Assim, Lourenço pensa que a
floresta tem de ser equacionada como um problema social, sustentando que “não é
com medidas legislativas que se resolve”, pois “as reformas não são apenas
legislativas ou as principais não são legislativas, mas de ordem social. E, lembrando
o ditado popular “quem guarda a floresta é a sombra do dono” para reforçar que
o despovoamento dificulta o ordenamento da floresta, afirmou que a atual reforma
é prova de que, “por vezes, o legislador desconhece o que se passa no
território e não está interessado em envolver os proprietários florestais”.
O JN também regista
a opinião de Pedro Bingre, investigador do Instituto Politécnico de Coimbra,
que invoca a problemática das heranças que estão a condicionar o ordenamento
florestal devido à demora das partilhas, bem como o abandono das terras. Diz o
investigador:
“Há uma
percentagem do país, que por ventura andará a rondar o mesmo número das terras
sem dono conhecido ou um bocadinho superior, de terras em condições de heranças
indivisas, que são imóveis cujo titular morreu e os herdeiros nunca realizaram
as partilhas.
Nisto, vai ao encontro do pensamento de Lourenço no atinente
ao abandono de terras.
***
Sintetiza-se aqui a posição do PCP
por corresponder ao que muitos pensam, mesmo à direita, contrariando o política
e economicamente correto.
O PCP defende que a valorização da
floresta tem de se centrar nos rendimentos dos produtores, na defesa dos
Baldios e do seu uso e gestão pelos povos (com os apoios necessários), na elaboração do Cadastro Florestal investindo os meios
necessários para tal, na atribuição de mais meios públicos (humanos, técnicos, financeiros e
materiais) às estruturas
que intervêm na floresta e na inversão da diminuição do peso relativo do
sobreiro, pinheiro e espécies autóctones, face ao eucalipto. Ora, o Governo
anunciou profunda reforma da política florestal, sem ouvir todos os
interessados, sem assegurar “o necessário investimento público” e sem que se perceba
“o potencial de mobilização de investimento privado”. Por exemplo, no caso do
cadastro florestal, procura-se “passar o ónus e os custos da realização dessa
importantíssima tarefa, que se estimava que teria um custo de cerca de 700
milhões de euros, para os proprietários florestais e designadamente os mais
pequenos”. Porém, subsidiaram-se as celuloses para a eucaliptização!
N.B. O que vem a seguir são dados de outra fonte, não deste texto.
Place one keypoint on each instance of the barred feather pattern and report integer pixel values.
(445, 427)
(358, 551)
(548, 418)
Por outro lado, este “Pacote
Florestal”, como demonstram os muitos projetos que aguardam análise técnica, “não
assume a necessidade do reforço dos meios humanos e materiais das estruturas do
Ministério da Agricultura e Pescas” para as florestas. Depois, vem a exigência
de muitos e mais qualificados profissionais (ao nível da concepção, direção e intervenção
operacional) para o
trabalho de ordenamento da floresta, acompanhamento das medidas do Sistema de
Defesa das Florestas contra Incêndios, coordenação da intervenção das equipas
de Sapadores Florestais, aconselhamento dos produtores sobre as melhores
práticas e espécies, apoio aos Baldios, atenção às Matas Nacionais e às Áreas
Protegidas – além da adequada clarificação das responsabilidades e funções (competências e atribuições) do aparelho de Estado, adequada
distribuição e hierarquização e os meios necessários em cada uma das
estruturas.
Na ótica do PCP, isto não fica suficientemente
acautelado. E, como diz Brandão Ferreira n’ O
Diabo, nos elementos de incêndio (comburente, combustível e calor), intervém-se apenas em dois: combustível (prevenindo) e calor, que provoca a ignição (combatendo a tempo, com os meios
adequados).
***
Convenhamos que é mais fácil ver o
que está mal que decidir o que fazer. Ai os interesses!